We’ve thankfully become more aware of the quality of our waters, especially with the increase of pollution or drastic changes in the chemical composition of rivers, lakes, and seas. We now have sophisticated equipment and software to monitor such properties, but it might come as a surprise that Mother Nature has her own way of detecting abnormalities in water. Clams, known as nature’s filter feeders, immediately react to sudden changes in water quality, sometimes even faster than scientific equipment.

Taking inspiration from one of nature’s wonder workers, this art installation turns water quality from an incorporeal idea into a tangible representation. Rather than just clamming up, these kinetic sculptures create an eerie melody, as if giving voice to the pain and woes of the water. It creates a surreal yet beautiful manifestation of water quality in a way that you can see and hear beyond just figures and graphs.

Designer: Marco Barotti

Clams aren’t able to filter out toxins (which they turn into pearls), so they would immediately shut close when they detect pollution in the water. Their reaction is sometimes faster than sensors and computers that still have to analyze the data from water samples, though, of course, they won’t be as accurate or specific. This interesting behavior, however, became the inspiration for this kinetic sculpture that, rather than just detecting water quality, translates the data into something just as interesting.

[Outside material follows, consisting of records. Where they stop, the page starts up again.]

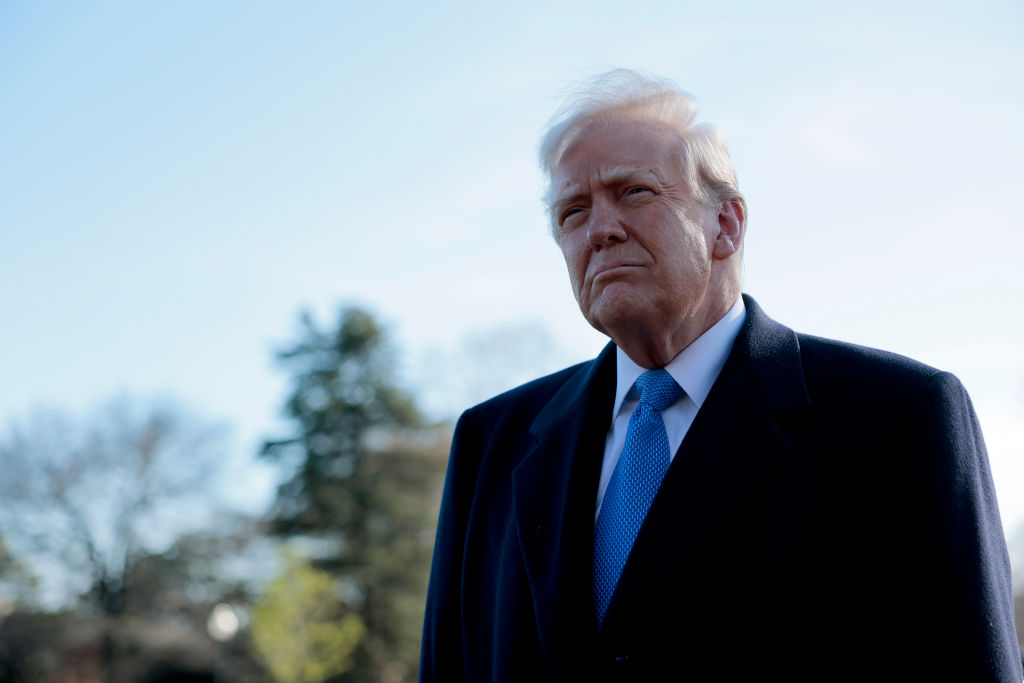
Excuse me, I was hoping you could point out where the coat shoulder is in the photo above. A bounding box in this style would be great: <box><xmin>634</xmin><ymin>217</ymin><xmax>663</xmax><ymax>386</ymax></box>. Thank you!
<box><xmin>797</xmin><ymin>334</ymin><xmax>955</xmax><ymax>395</ymax></box>
<box><xmin>463</xmin><ymin>360</ymin><xmax>594</xmax><ymax>420</ymax></box>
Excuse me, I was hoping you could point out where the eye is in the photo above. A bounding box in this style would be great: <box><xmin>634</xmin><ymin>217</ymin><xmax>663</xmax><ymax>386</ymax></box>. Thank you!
<box><xmin>626</xmin><ymin>185</ymin><xmax>653</xmax><ymax>197</ymax></box>
<box><xmin>558</xmin><ymin>207</ymin><xmax>583</xmax><ymax>225</ymax></box>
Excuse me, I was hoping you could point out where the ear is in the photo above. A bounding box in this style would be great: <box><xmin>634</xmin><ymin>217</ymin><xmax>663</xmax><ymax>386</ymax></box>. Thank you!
<box><xmin>712</xmin><ymin>200</ymin><xmax>746</xmax><ymax>261</ymax></box>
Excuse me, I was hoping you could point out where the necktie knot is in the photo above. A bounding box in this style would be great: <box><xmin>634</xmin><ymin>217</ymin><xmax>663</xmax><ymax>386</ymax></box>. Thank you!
<box><xmin>637</xmin><ymin>369</ymin><xmax>683</xmax><ymax>412</ymax></box>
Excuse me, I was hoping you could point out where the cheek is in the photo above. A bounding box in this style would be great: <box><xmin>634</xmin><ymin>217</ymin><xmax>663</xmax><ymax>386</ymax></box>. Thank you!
<box><xmin>562</xmin><ymin>240</ymin><xmax>587</xmax><ymax>290</ymax></box>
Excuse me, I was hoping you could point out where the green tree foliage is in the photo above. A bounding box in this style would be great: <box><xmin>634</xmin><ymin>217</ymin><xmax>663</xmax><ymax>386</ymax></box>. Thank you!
<box><xmin>263</xmin><ymin>308</ymin><xmax>447</xmax><ymax>682</ymax></box>
<box><xmin>252</xmin><ymin>555</ymin><xmax>366</xmax><ymax>683</ymax></box>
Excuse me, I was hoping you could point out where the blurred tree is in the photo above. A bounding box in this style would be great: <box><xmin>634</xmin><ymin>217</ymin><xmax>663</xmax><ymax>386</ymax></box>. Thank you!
<box><xmin>252</xmin><ymin>555</ymin><xmax>366</xmax><ymax>683</ymax></box>
<box><xmin>263</xmin><ymin>308</ymin><xmax>449</xmax><ymax>683</ymax></box>
<box><xmin>0</xmin><ymin>536</ymin><xmax>39</xmax><ymax>620</ymax></box>
<box><xmin>0</xmin><ymin>400</ymin><xmax>226</xmax><ymax>680</ymax></box>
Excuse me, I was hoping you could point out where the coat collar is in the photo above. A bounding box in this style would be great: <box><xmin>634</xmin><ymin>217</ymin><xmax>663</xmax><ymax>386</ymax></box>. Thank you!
<box><xmin>513</xmin><ymin>295</ymin><xmax>808</xmax><ymax>678</ymax></box>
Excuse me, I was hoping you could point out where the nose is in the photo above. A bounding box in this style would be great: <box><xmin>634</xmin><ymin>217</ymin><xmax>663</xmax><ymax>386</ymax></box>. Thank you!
<box><xmin>587</xmin><ymin>197</ymin><xmax>629</xmax><ymax>249</ymax></box>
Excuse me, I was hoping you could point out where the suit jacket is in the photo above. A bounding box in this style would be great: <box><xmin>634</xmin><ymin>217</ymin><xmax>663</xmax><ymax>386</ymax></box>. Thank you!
<box><xmin>420</xmin><ymin>298</ymin><xmax>1021</xmax><ymax>683</ymax></box>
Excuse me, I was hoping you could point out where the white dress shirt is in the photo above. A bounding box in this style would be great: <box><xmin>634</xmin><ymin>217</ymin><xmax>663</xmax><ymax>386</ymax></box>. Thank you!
<box><xmin>594</xmin><ymin>297</ymin><xmax>746</xmax><ymax>519</ymax></box>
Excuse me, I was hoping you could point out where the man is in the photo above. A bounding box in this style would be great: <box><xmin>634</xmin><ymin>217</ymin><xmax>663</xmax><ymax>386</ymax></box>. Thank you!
<box><xmin>421</xmin><ymin>72</ymin><xmax>1021</xmax><ymax>683</ymax></box>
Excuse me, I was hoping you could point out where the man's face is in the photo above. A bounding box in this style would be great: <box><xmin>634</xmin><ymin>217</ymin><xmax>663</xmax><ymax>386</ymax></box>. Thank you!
<box><xmin>552</xmin><ymin>121</ymin><xmax>718</xmax><ymax>348</ymax></box>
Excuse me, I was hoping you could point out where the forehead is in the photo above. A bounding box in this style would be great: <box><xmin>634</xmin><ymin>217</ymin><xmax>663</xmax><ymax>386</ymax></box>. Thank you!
<box><xmin>552</xmin><ymin>120</ymin><xmax>681</xmax><ymax>190</ymax></box>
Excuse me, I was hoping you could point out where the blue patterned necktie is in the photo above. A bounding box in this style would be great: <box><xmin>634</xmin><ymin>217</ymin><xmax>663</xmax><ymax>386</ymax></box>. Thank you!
<box><xmin>594</xmin><ymin>370</ymin><xmax>683</xmax><ymax>624</ymax></box>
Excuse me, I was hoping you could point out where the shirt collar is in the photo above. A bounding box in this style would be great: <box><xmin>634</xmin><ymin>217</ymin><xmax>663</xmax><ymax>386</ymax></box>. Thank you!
<box><xmin>611</xmin><ymin>297</ymin><xmax>746</xmax><ymax>420</ymax></box>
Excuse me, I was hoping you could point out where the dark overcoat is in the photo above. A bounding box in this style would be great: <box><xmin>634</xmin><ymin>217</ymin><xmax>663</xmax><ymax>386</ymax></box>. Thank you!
<box><xmin>420</xmin><ymin>297</ymin><xmax>1021</xmax><ymax>683</ymax></box>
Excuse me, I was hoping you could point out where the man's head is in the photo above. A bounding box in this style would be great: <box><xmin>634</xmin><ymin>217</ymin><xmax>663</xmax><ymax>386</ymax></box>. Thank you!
<box><xmin>541</xmin><ymin>71</ymin><xmax>746</xmax><ymax>368</ymax></box>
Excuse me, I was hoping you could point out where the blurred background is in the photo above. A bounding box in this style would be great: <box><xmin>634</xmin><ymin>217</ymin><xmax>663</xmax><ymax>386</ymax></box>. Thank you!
<box><xmin>0</xmin><ymin>0</ymin><xmax>1024</xmax><ymax>682</ymax></box>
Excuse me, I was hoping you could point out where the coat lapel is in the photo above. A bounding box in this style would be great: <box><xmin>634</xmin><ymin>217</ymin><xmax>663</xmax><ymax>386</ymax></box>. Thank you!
<box><xmin>512</xmin><ymin>344</ymin><xmax>615</xmax><ymax>680</ymax></box>
<box><xmin>601</xmin><ymin>298</ymin><xmax>808</xmax><ymax>640</ymax></box>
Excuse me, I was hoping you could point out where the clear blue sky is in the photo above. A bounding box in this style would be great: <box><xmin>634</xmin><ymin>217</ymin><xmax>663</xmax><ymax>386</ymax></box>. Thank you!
<box><xmin>0</xmin><ymin>0</ymin><xmax>1024</xmax><ymax>569</ymax></box>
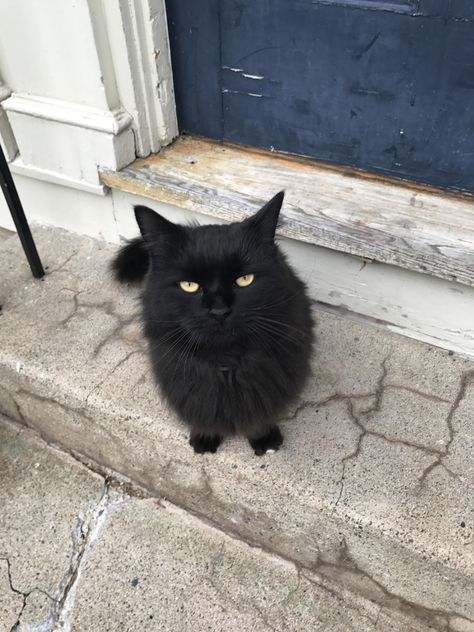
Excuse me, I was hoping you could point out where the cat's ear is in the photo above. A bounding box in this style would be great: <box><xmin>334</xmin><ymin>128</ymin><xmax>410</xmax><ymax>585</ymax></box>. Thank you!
<box><xmin>244</xmin><ymin>191</ymin><xmax>285</xmax><ymax>242</ymax></box>
<box><xmin>134</xmin><ymin>205</ymin><xmax>179</xmax><ymax>241</ymax></box>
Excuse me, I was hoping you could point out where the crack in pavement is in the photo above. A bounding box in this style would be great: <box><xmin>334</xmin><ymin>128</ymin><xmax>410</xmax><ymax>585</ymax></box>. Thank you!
<box><xmin>2</xmin><ymin>414</ymin><xmax>474</xmax><ymax>632</ymax></box>
<box><xmin>0</xmin><ymin>557</ymin><xmax>55</xmax><ymax>632</ymax></box>
<box><xmin>51</xmin><ymin>478</ymin><xmax>128</xmax><ymax>632</ymax></box>
<box><xmin>57</xmin><ymin>287</ymin><xmax>144</xmax><ymax>358</ymax></box>
<box><xmin>334</xmin><ymin>354</ymin><xmax>466</xmax><ymax>508</ymax></box>
<box><xmin>316</xmin><ymin>536</ymin><xmax>468</xmax><ymax>632</ymax></box>
<box><xmin>418</xmin><ymin>370</ymin><xmax>474</xmax><ymax>491</ymax></box>
<box><xmin>45</xmin><ymin>250</ymin><xmax>79</xmax><ymax>275</ymax></box>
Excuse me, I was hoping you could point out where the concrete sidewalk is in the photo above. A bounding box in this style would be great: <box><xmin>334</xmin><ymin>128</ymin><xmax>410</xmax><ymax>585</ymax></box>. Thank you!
<box><xmin>0</xmin><ymin>417</ymin><xmax>436</xmax><ymax>632</ymax></box>
<box><xmin>0</xmin><ymin>225</ymin><xmax>474</xmax><ymax>632</ymax></box>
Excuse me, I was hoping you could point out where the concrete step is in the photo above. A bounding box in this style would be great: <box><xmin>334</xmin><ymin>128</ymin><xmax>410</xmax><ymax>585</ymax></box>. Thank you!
<box><xmin>0</xmin><ymin>225</ymin><xmax>474</xmax><ymax>632</ymax></box>
<box><xmin>0</xmin><ymin>416</ymin><xmax>438</xmax><ymax>632</ymax></box>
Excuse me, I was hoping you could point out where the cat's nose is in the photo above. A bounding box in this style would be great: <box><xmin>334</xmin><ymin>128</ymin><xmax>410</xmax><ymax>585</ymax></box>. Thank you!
<box><xmin>209</xmin><ymin>307</ymin><xmax>230</xmax><ymax>322</ymax></box>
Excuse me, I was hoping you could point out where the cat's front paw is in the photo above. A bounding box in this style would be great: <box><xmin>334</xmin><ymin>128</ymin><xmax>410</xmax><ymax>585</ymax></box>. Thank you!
<box><xmin>189</xmin><ymin>434</ymin><xmax>222</xmax><ymax>454</ymax></box>
<box><xmin>249</xmin><ymin>426</ymin><xmax>283</xmax><ymax>456</ymax></box>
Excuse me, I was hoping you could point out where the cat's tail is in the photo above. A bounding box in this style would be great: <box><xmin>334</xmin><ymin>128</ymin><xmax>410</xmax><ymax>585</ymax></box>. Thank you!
<box><xmin>112</xmin><ymin>237</ymin><xmax>150</xmax><ymax>283</ymax></box>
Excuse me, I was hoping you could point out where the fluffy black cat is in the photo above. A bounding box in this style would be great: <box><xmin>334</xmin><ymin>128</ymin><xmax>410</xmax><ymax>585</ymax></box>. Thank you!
<box><xmin>113</xmin><ymin>192</ymin><xmax>313</xmax><ymax>455</ymax></box>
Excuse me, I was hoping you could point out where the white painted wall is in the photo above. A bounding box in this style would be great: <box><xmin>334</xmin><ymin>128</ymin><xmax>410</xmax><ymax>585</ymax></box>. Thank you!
<box><xmin>0</xmin><ymin>0</ymin><xmax>177</xmax><ymax>195</ymax></box>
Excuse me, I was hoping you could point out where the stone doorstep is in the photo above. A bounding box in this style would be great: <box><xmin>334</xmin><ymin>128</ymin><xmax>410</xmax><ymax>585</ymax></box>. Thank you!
<box><xmin>0</xmin><ymin>416</ymin><xmax>444</xmax><ymax>632</ymax></box>
<box><xmin>0</xmin><ymin>225</ymin><xmax>474</xmax><ymax>632</ymax></box>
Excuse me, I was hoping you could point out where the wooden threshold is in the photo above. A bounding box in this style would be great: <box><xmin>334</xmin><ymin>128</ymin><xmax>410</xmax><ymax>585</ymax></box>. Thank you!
<box><xmin>101</xmin><ymin>136</ymin><xmax>474</xmax><ymax>288</ymax></box>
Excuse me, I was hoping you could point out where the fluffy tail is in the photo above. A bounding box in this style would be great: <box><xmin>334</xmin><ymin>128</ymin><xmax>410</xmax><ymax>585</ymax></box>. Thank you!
<box><xmin>112</xmin><ymin>237</ymin><xmax>150</xmax><ymax>283</ymax></box>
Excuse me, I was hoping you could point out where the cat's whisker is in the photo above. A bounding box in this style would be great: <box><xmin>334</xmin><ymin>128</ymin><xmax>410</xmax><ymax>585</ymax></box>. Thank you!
<box><xmin>252</xmin><ymin>316</ymin><xmax>310</xmax><ymax>336</ymax></box>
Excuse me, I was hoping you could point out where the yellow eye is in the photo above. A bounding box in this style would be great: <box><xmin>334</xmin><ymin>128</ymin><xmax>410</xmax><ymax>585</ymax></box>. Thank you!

“Clams” is a collection of, well, translucent clam-like objects that have speakers inside. The clams are connected to a sensor that tests the quality of the water in the only way that humans can. Changes in the water quality are translated into sounds that shift over time, creating the semblance of eerie music. The vibrations from the speaker also cause the clamshell to go up and down, making it look like the clams are singing.

The shells themselves are made from recycled waste plastic, adding to the sustainability message of the sculptures. Although the shape of these man-made clams is quite simple, the otherworldly soundscape it produces is quite unique and memorable. It also creates an interesting bridge between media art, data sonification, and environmental awareness, translating intangible concepts and figures into something humans can better appreciate and understand.